Про Ёсихидэ-Обезьяну передавали и такой рассказ. При дворе нашего господина прислуживала единственная дочь художника – в отличие от отца, прелестное создание пятнадцати лет от роду. Быть может, оттого, что она рано осталась без матери, девица эта была не по годам разумной и добросердечной, и потому все, начиная с супруги господина, её любили.

Как раз в ту пору нашему господину подарили ручную обезьянку, которую привезли из провинции Тамба, и молодой наследник, любивший поозорничать, назвал её Ёсихидэ. Обезьянка и сама по себе была презабавной, а уж с таким именем неизменно веселила любого, кто был при дворе. Мало того, что все смеялись, – так стоило зверушке взобраться на сосну в саду или испачкать татами в парадных залах, как её принимались дразнить, крича: «Ёсихидэ, Ёсихидэ!»

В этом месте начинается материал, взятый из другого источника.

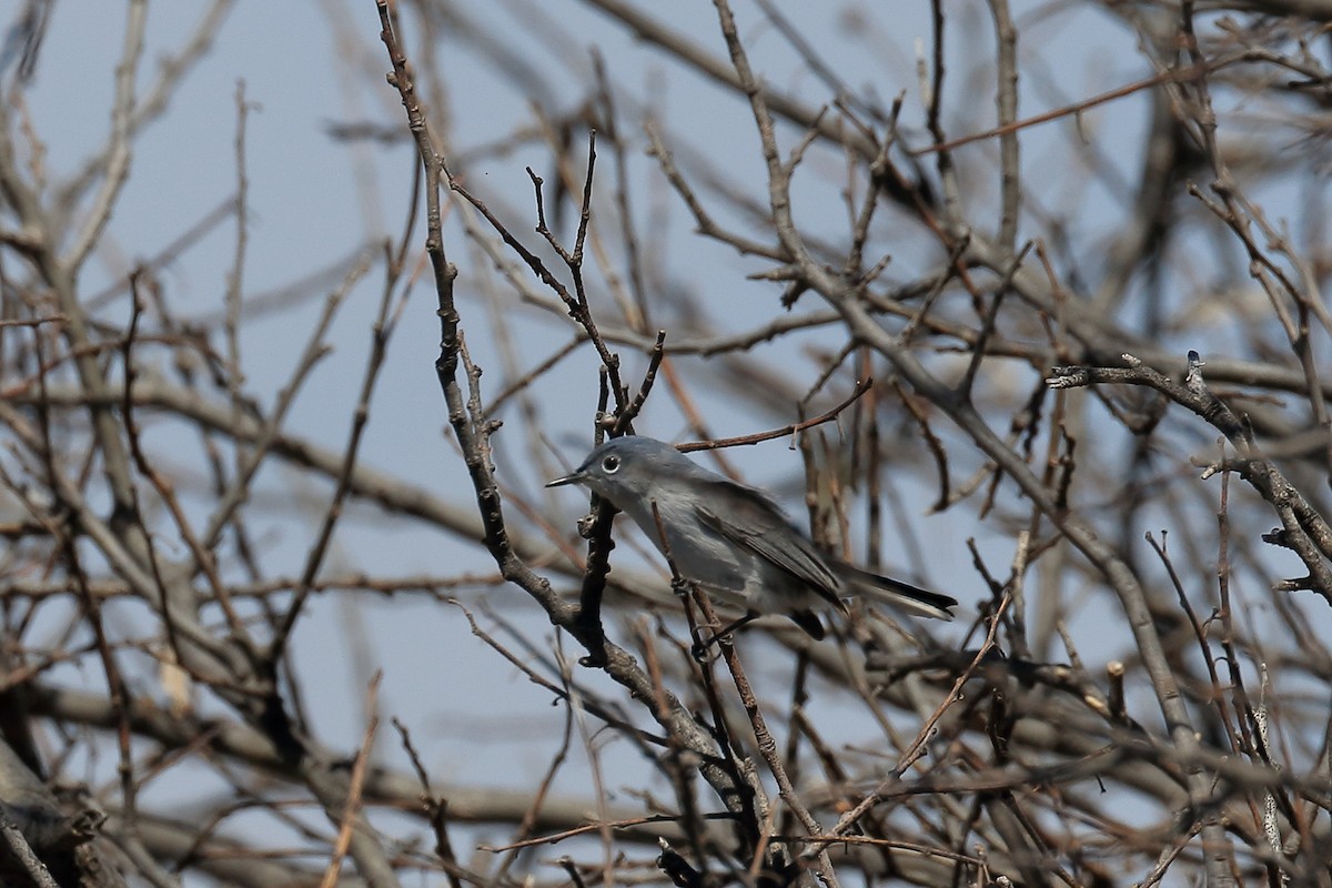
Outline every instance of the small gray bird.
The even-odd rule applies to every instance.
[[[658,550],[669,549],[681,576],[743,607],[745,620],[726,631],[761,614],[785,614],[814,638],[823,638],[823,623],[813,608],[846,612],[842,599],[847,595],[939,619],[952,619],[948,608],[958,603],[821,553],[767,494],[709,471],[653,438],[607,441],[578,471],[546,486],[570,483],[627,513]]]

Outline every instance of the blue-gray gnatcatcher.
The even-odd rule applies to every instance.
[[[846,595],[940,619],[952,619],[948,608],[958,603],[821,553],[767,494],[709,471],[653,438],[607,441],[578,471],[546,486],[569,483],[627,513],[683,579],[743,607],[747,618],[785,614],[823,638],[813,608],[846,612]]]

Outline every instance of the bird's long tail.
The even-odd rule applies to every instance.
[[[943,620],[952,619],[952,611],[948,608],[956,607],[958,599],[955,598],[916,588],[911,583],[903,583],[900,579],[879,576],[878,574],[858,570],[848,564],[840,567],[843,578],[851,586],[851,590],[859,595],[898,607],[916,616],[932,616]]]

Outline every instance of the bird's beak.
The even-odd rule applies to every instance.
[[[583,474],[581,471],[575,471],[571,475],[565,475],[563,478],[555,478],[554,481],[547,481],[546,486],[547,487],[559,487],[561,485],[575,485],[579,481],[582,481],[582,478],[583,478]]]

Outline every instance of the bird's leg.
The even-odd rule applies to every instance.
[[[707,648],[710,648],[713,644],[721,644],[722,642],[729,639],[735,632],[735,630],[749,626],[759,616],[762,616],[762,614],[759,614],[758,611],[750,611],[738,620],[727,623],[719,631],[713,632],[713,636],[707,639],[707,642],[695,643],[693,650],[694,659],[702,663],[707,658]]]

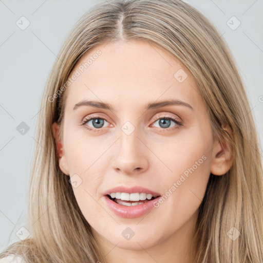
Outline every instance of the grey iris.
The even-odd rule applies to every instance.
[[[167,128],[170,126],[171,124],[171,120],[168,119],[160,119],[159,121],[159,125],[162,128]],[[162,125],[164,125],[164,126],[162,126]]]
[[[101,119],[94,119],[92,120],[92,125],[95,127],[95,128],[101,128],[103,126],[103,122],[104,120]],[[98,127],[97,125],[100,126],[101,125],[101,126]]]

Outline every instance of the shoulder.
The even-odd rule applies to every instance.
[[[10,255],[0,259],[0,263],[25,263],[25,261],[22,257]]]

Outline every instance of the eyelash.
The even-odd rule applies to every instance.
[[[94,116],[94,117],[92,117],[92,118],[88,118],[88,117],[85,118],[84,119],[84,120],[82,121],[81,125],[85,125],[85,124],[86,124],[87,122],[88,122],[91,120],[93,120],[93,119],[99,119],[100,120],[104,120],[104,121],[106,121],[107,122],[109,122],[106,119],[104,119],[103,118],[101,118],[100,116]],[[176,124],[177,124],[177,126],[176,126],[175,128],[174,128],[172,129],[170,129],[170,130],[173,130],[174,129],[179,129],[180,128],[180,127],[183,125],[182,123],[181,122],[179,122],[177,119],[176,119],[174,117],[172,117],[170,116],[162,116],[162,117],[158,116],[156,117],[156,118],[155,118],[154,121],[153,123],[153,124],[155,122],[156,122],[156,121],[157,121],[160,119],[171,120],[174,121],[175,122],[175,123]],[[152,124],[151,124],[151,125],[152,125]],[[100,130],[101,129],[101,128],[97,128],[97,129],[96,129],[96,128],[95,129],[91,129],[90,128],[88,128],[87,126],[86,126],[85,128],[87,129],[88,130],[89,130],[91,132],[94,132],[95,133],[99,132],[100,132]],[[165,129],[164,128],[158,128],[158,127],[157,127],[157,128],[159,130],[160,130],[161,132],[164,132],[166,130],[169,130],[169,129],[170,129],[169,128]]]

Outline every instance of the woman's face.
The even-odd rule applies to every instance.
[[[93,47],[70,79],[60,166],[93,235],[111,248],[182,246],[221,149],[193,76],[140,41]]]

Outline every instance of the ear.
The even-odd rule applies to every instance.
[[[66,175],[69,175],[68,165],[63,149],[63,144],[59,138],[60,126],[57,122],[52,125],[53,136],[56,142],[56,155],[59,159],[59,165],[60,170]]]
[[[223,124],[222,128],[233,140],[232,130],[229,125]],[[224,175],[230,169],[233,164],[233,153],[231,145],[228,142],[227,139],[222,143],[220,143],[218,140],[215,141],[210,168],[211,173],[214,175]]]

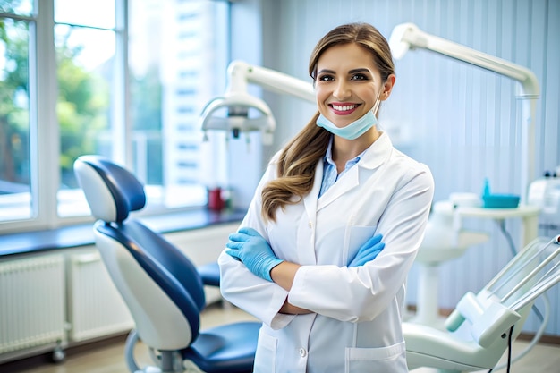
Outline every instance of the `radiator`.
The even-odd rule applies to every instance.
[[[69,276],[71,342],[124,333],[134,327],[97,250],[71,255]]]
[[[65,341],[64,258],[0,262],[0,353]]]

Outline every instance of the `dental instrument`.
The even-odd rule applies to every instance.
[[[275,70],[233,61],[227,74],[228,85],[224,96],[208,102],[202,111],[200,127],[205,133],[210,130],[227,131],[237,138],[242,132],[259,131],[263,144],[272,143],[276,129],[274,115],[265,101],[249,94],[249,83],[315,102],[311,83]]]
[[[537,99],[539,96],[539,81],[529,69],[471,49],[463,45],[446,40],[420,30],[413,23],[395,26],[389,38],[389,45],[395,59],[401,59],[409,49],[427,49],[462,61],[517,81],[520,84],[517,98],[522,101],[522,192],[521,204],[525,204],[529,183],[535,180],[535,118]]]

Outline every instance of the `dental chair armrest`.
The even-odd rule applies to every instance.
[[[489,347],[506,333],[521,315],[503,305],[495,296],[467,292],[457,304],[457,311],[471,324],[471,335],[482,347]],[[454,322],[459,320],[454,317]],[[454,325],[452,325],[452,326]]]

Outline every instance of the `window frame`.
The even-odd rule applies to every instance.
[[[30,167],[31,216],[19,220],[0,221],[0,235],[41,231],[93,221],[90,216],[60,216],[60,130],[56,115],[57,65],[55,47],[55,1],[34,0],[30,16],[3,14],[29,22],[29,85],[30,85]],[[220,0],[231,3],[227,0]],[[128,0],[115,0],[115,110],[112,113],[111,131],[115,138],[123,139],[123,145],[113,147],[112,159],[129,166],[133,162],[132,123],[129,114],[128,64]],[[229,12],[228,12],[229,14]],[[231,15],[231,14],[230,14]],[[230,16],[228,15],[228,17]],[[231,20],[228,20],[231,23]],[[229,44],[229,41],[227,42]],[[229,55],[229,54],[228,54]],[[40,63],[39,63],[40,61]],[[40,99],[39,99],[40,97]],[[165,208],[160,206],[139,215],[165,215],[199,209],[199,207]]]

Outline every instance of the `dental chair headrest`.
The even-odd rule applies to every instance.
[[[74,174],[96,219],[120,223],[146,205],[144,186],[123,167],[100,156],[81,156]]]

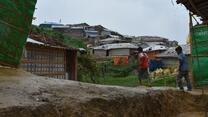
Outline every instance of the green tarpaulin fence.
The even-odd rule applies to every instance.
[[[192,57],[196,85],[208,85],[208,25],[198,25],[192,29]]]
[[[0,63],[18,66],[37,0],[0,0]]]

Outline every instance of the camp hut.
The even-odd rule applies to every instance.
[[[94,56],[130,56],[137,50],[137,46],[131,43],[106,44],[93,48]]]
[[[39,76],[77,79],[77,50],[57,42],[27,39],[21,68]]]

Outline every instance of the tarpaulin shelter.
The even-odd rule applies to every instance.
[[[17,67],[37,0],[0,1],[0,63]]]
[[[197,86],[208,85],[208,0],[177,0],[190,13],[193,76]],[[192,16],[201,17],[203,24],[193,26]]]
[[[201,17],[201,20],[208,22],[208,0],[177,0],[183,4],[190,12]]]

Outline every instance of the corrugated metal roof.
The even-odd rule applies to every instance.
[[[121,48],[137,49],[138,47],[131,43],[116,43],[116,44],[106,44],[106,45],[94,47],[93,49],[111,50],[111,49],[121,49]]]
[[[34,39],[31,39],[31,38],[27,38],[27,43],[34,43],[34,44],[44,45],[44,43],[42,43],[40,41],[36,41]]]
[[[191,54],[191,47],[190,45],[181,45],[183,49],[183,53],[186,55]],[[158,54],[157,57],[177,57],[177,53],[175,51],[175,47],[168,48],[167,51]]]
[[[101,42],[106,42],[106,41],[121,41],[121,39],[119,38],[107,38],[107,39],[103,39],[103,40],[100,40]]]
[[[200,16],[203,21],[208,21],[208,0],[177,0],[177,3],[183,4],[189,11]]]
[[[144,51],[157,51],[157,50],[167,50],[168,48],[163,45],[151,45],[147,48],[144,48]]]

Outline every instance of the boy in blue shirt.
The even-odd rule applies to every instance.
[[[177,75],[177,82],[180,90],[184,91],[183,84],[182,84],[182,78],[184,77],[186,80],[186,85],[188,88],[188,91],[192,91],[192,86],[189,79],[189,69],[188,69],[188,59],[186,55],[183,54],[182,47],[178,46],[175,51],[178,54],[178,60],[179,60],[179,71]]]

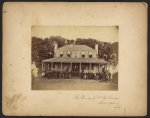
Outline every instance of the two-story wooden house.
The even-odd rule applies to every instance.
[[[98,59],[98,44],[95,49],[86,45],[65,45],[54,47],[54,58],[42,61],[42,71],[70,71],[70,72],[102,72],[108,64],[103,59]]]

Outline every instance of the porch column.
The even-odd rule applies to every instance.
[[[72,71],[72,62],[70,63],[71,65],[70,65],[70,68],[71,68],[71,71]]]
[[[81,63],[80,63],[80,72],[81,72]]]
[[[61,62],[61,72],[62,72],[62,62]]]
[[[91,65],[91,63],[89,63],[90,64],[90,70],[92,69],[92,65]]]
[[[53,68],[53,62],[51,62],[51,71],[52,71],[52,68]]]
[[[44,71],[44,70],[43,70],[43,61],[42,61],[42,73],[43,73],[43,71]]]

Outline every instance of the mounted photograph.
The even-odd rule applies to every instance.
[[[32,90],[118,90],[118,26],[32,26]]]

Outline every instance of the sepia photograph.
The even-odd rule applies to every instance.
[[[118,90],[118,26],[32,26],[32,90]]]
[[[141,2],[6,2],[6,116],[146,116]]]

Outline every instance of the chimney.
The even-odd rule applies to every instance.
[[[58,48],[58,44],[55,42],[54,43],[54,57],[56,57],[56,50]]]
[[[55,42],[55,44],[54,44],[54,52],[57,50],[57,48],[58,48],[58,44]]]
[[[98,44],[95,44],[95,50],[96,50],[96,53],[98,54]]]

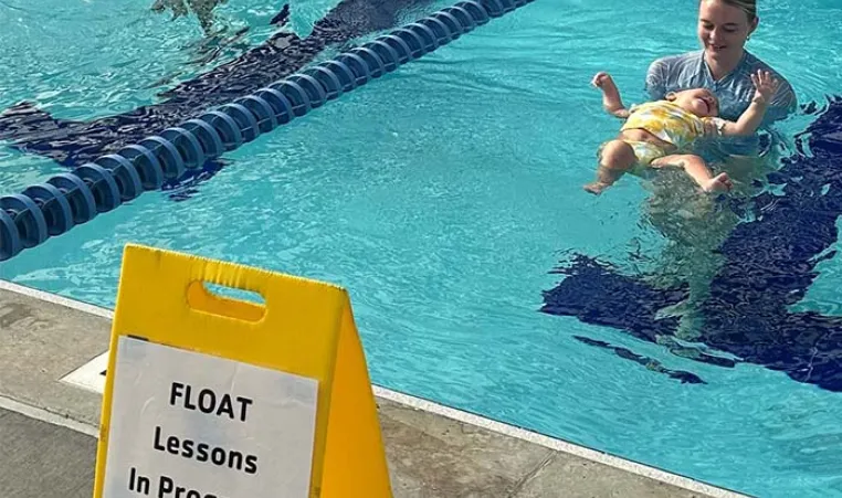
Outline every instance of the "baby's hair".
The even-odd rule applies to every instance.
[[[699,0],[701,2],[704,1],[712,1],[712,0]],[[713,0],[716,1],[716,0]],[[736,7],[737,9],[741,10],[746,13],[748,17],[748,23],[755,22],[757,19],[757,0],[719,0],[720,2]]]

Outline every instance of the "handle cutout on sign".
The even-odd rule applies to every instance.
[[[192,309],[236,320],[262,320],[266,314],[265,303],[259,293],[208,282],[196,280],[187,287],[187,304]]]

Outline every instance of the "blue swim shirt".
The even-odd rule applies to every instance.
[[[737,67],[719,81],[711,74],[702,50],[659,59],[649,66],[645,89],[652,99],[660,100],[670,92],[707,88],[719,99],[720,117],[737,120],[755,95],[751,75],[758,70],[769,71],[780,81],[780,87],[764,117],[762,126],[768,126],[794,112],[798,99],[783,76],[748,51],[744,51]]]
[[[670,92],[688,88],[707,88],[719,99],[719,116],[736,121],[751,104],[755,84],[751,74],[758,70],[769,71],[780,82],[778,92],[767,107],[761,128],[786,118],[798,108],[798,98],[790,83],[768,64],[744,51],[737,67],[719,81],[714,80],[705,62],[703,50],[671,55],[654,61],[646,73],[645,91],[653,100],[663,99]],[[707,142],[707,144],[706,144]],[[722,137],[718,140],[701,140],[698,153],[708,160],[724,159],[728,155],[760,153],[759,135],[752,137]]]

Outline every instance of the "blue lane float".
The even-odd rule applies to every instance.
[[[533,0],[463,0],[117,153],[0,197],[0,261],[160,189],[277,126]]]

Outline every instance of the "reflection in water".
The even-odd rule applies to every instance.
[[[797,137],[797,152],[773,148],[756,168],[727,165],[748,172],[727,202],[659,176],[643,209],[667,241],[655,269],[628,275],[575,255],[555,272],[567,277],[544,293],[541,311],[621,329],[697,361],[733,365],[723,358],[729,354],[842,391],[842,318],[790,310],[818,276],[815,265],[835,254],[842,214],[842,98],[818,114]]]

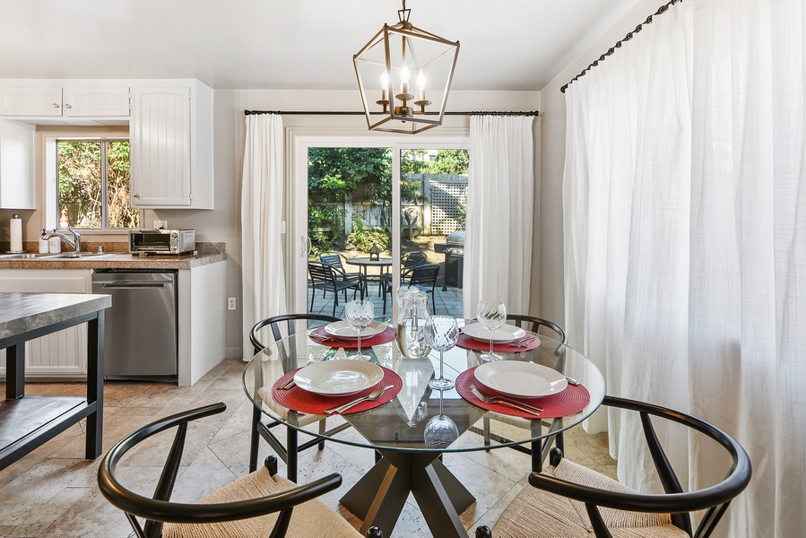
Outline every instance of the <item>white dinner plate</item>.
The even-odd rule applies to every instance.
[[[361,338],[369,338],[376,334],[380,334],[386,329],[386,325],[379,321],[373,321],[372,324],[361,331]],[[346,321],[334,321],[334,323],[325,325],[325,332],[339,338],[350,338],[358,340],[359,332],[351,328]]]
[[[381,367],[351,359],[336,359],[309,364],[294,374],[299,388],[325,396],[343,396],[361,392],[384,378]]]
[[[522,360],[488,362],[473,373],[481,385],[521,398],[554,395],[568,386],[566,377],[556,369]]]
[[[490,329],[485,329],[481,323],[469,323],[462,327],[462,332],[481,342],[490,342]],[[493,343],[506,343],[523,338],[526,331],[511,325],[502,325],[495,330],[492,335]]]

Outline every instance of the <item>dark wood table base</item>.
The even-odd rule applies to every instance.
[[[391,536],[411,492],[434,536],[467,538],[459,514],[476,499],[438,459],[438,453],[379,452],[383,458],[340,500],[364,521],[362,534],[376,525]]]

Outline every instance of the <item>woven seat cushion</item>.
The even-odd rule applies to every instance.
[[[543,473],[577,484],[635,493],[623,484],[566,458]],[[668,514],[626,512],[599,508],[604,523],[617,538],[689,538],[672,525]],[[572,538],[594,535],[585,503],[526,486],[516,497],[492,529],[496,538]]]
[[[294,482],[271,476],[265,467],[240,478],[218,491],[205,497],[200,504],[233,502],[265,497],[296,487]],[[278,514],[260,517],[209,523],[204,525],[166,523],[162,529],[165,538],[220,538],[222,536],[255,536],[267,538],[277,520]],[[325,506],[318,499],[309,500],[294,508],[288,538],[361,538],[347,520]]]

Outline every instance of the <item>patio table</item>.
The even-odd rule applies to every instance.
[[[364,282],[368,282],[369,276],[367,274],[367,270],[369,267],[379,267],[380,273],[377,275],[377,296],[380,297],[381,293],[383,293],[383,280],[384,275],[387,273],[389,267],[392,266],[392,258],[378,258],[377,260],[370,259],[369,256],[362,256],[357,258],[345,258],[345,261],[350,265],[357,265],[361,273],[364,275]],[[375,275],[372,276],[372,280],[375,280]],[[361,292],[361,299],[364,299],[364,293]]]

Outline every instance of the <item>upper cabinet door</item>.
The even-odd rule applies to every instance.
[[[64,115],[71,117],[128,117],[128,86],[65,86]]]
[[[36,209],[34,126],[0,119],[0,208]]]
[[[0,84],[0,116],[61,115],[61,85]]]
[[[190,86],[134,87],[131,181],[135,207],[191,205]]]

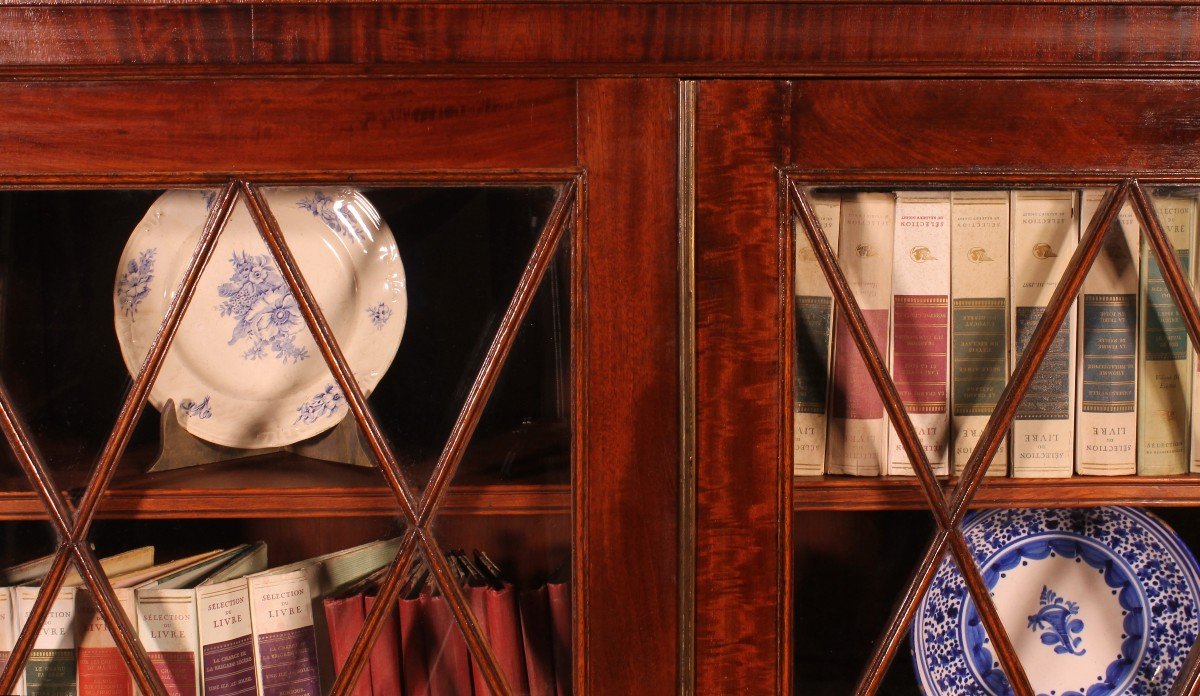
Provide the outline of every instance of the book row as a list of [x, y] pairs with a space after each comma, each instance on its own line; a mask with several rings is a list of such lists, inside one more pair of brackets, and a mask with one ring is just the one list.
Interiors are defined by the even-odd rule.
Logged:
[[[104, 558], [101, 565], [172, 696], [319, 696], [337, 673], [335, 656], [344, 661], [361, 629], [364, 611], [373, 602], [372, 583], [398, 548], [400, 539], [380, 540], [268, 568], [263, 542], [157, 564], [154, 547], [148, 546]], [[46, 557], [0, 571], [0, 665], [7, 664], [28, 623], [52, 562]], [[488, 626], [488, 637], [494, 623], [492, 649], [505, 671], [524, 676], [520, 683], [524, 690], [518, 691], [569, 694], [566, 584], [518, 595], [494, 566], [488, 574], [473, 608], [482, 617], [480, 624]], [[82, 586], [78, 575], [68, 574], [14, 694], [137, 692], [108, 625]], [[474, 605], [480, 593], [468, 594]], [[467, 656], [448, 602], [425, 587], [424, 576], [420, 583], [410, 578], [395, 613], [355, 694], [470, 696], [479, 671]], [[517, 658], [520, 671], [510, 665]], [[562, 680], [565, 688], [556, 676], [556, 658], [563, 665], [558, 671], [568, 677]], [[540, 690], [532, 690], [534, 684]]]
[[[1103, 190], [810, 194], [938, 475], [959, 474]], [[1196, 198], [1154, 209], [1195, 282]], [[799, 223], [797, 223], [798, 226]], [[866, 364], [796, 229], [796, 475], [911, 475]], [[1198, 366], [1133, 209], [1108, 230], [989, 475], [1200, 470]]]

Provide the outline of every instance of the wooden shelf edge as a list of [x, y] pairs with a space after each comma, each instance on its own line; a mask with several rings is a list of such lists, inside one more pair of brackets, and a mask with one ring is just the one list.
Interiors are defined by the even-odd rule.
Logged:
[[[448, 491], [439, 515], [568, 515], [566, 485], [470, 485]], [[398, 516], [391, 491], [378, 488], [187, 488], [109, 491], [107, 520], [298, 518]], [[44, 520], [32, 493], [0, 493], [0, 521]]]
[[[955, 480], [943, 487], [950, 491]], [[1200, 506], [1200, 474], [1177, 476], [989, 478], [972, 508]], [[796, 476], [792, 509], [920, 510], [925, 497], [911, 476]]]

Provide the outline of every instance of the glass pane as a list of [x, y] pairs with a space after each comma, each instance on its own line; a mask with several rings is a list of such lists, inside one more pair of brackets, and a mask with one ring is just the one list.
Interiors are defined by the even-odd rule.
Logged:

Однажды дочь художника шла по длинной галерее, неся в руках ветку зимней сливы, к которой было привязано письмо, как вдруг навстречу ей из дальних дверей бросилась обезьянка Ёсихидэ – она припадала на одну лапку и потому не могла с обычным своим проворством взобраться по деревянной колонне. И кто же появился следом? Не кто иной, как господин наследник, который гнался за беглянкой, размахивая хлыстом и крича: «Стой, стой, отдай мандарин!» Дочь Ёсихидэ на мгновение заколебалась, однако подбежавшая обезьянка, вцепившись в подол её шаровар-хакама, отчаянно закричала, и девушка не смогла не поддаться жалости. По-прежнему сжимая в руке ветку сливы, она взмахнула лиловым рукавом и легко подхватила животное.

– Простите великодушно, но это всего лишь зверушка. Прошу вас, не будьте к ней суровы, – пропела она серебристым голоском, склонившись в поклоне.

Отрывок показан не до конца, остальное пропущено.